MONTGOMERY, Ala. (AP) — Following criticism that some Alabama sheriffs profited large sums of money by skimping on jailhouse meals, Gov. Kay Ivey said Tuesday that the state will no longer give jail food funds to "sheriffs personally."
In a memo to the state comptroller, Ivey rescinded the state's 2008 policy of "paying prisoner food service allowances directly to sheriffs in their personal capacities."
"All such funds should be directed to the county general fund or to an account established for the sheriff's official use," Ivey wrote.
For years, some sheriffs have made extra money — sometimes hundreds of thousands of dollars — under a Depression-era funding system that critics have argued gives a profit incentive to feed inmates poorly.
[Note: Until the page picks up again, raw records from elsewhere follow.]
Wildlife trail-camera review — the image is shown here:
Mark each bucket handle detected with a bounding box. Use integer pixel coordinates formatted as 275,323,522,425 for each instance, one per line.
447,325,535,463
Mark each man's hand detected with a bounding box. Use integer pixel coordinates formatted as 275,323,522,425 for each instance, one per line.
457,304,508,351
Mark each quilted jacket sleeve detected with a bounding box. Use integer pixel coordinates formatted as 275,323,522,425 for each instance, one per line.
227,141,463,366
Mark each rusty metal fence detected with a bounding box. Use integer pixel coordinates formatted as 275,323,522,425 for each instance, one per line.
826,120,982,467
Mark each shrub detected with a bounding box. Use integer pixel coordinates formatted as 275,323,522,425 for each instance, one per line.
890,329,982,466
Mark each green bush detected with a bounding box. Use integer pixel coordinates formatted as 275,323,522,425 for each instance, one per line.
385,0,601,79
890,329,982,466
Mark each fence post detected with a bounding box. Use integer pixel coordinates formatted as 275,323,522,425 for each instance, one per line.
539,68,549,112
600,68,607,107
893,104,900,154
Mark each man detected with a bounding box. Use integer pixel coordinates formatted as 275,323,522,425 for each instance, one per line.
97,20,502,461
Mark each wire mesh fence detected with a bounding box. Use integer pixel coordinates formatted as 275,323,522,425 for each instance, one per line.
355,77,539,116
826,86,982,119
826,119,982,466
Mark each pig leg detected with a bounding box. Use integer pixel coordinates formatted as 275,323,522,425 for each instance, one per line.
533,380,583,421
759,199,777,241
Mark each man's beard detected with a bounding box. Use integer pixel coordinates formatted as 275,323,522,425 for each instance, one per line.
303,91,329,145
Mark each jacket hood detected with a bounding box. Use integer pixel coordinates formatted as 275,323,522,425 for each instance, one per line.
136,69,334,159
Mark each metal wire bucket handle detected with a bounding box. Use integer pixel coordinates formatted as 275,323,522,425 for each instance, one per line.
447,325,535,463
A law passed in the days when chain gangs were common, gives sheriffs $1.75 a day to feed each prisoner and another statute said the sheriffs can "retain" excess money.
The controversy has centered on the meaning of "retain" and whether that means personally or for official use.
Ivey's legal office cited a 2011 attorney general's opinion that funds can only be used for "feeding prisoners." The office said that trumped a 2008 opinion that said the sheriff can keep the money as "personal income" and set up the previous policy, instituted on May 1, 2008, of "paying the food service allowance to sheriffs as personal income."
Ivey wrote that she asked her legal office to review the validity of the policy of paying sheriffs directly.
Some sheriffs have significantly boosted their income from excess food funds.
A federal judge in 2009 held Morgan County Sheriff Greg Bartlett, who made $212,000 over three years off excess food funds, in contempt of court for failing to feed inmates properly.
Etowah County Sheriff Todd Entrekin, who lost re-election, released tax forms showing he made a profit of $672,392 from the jail kitchen in 2015 and 2016.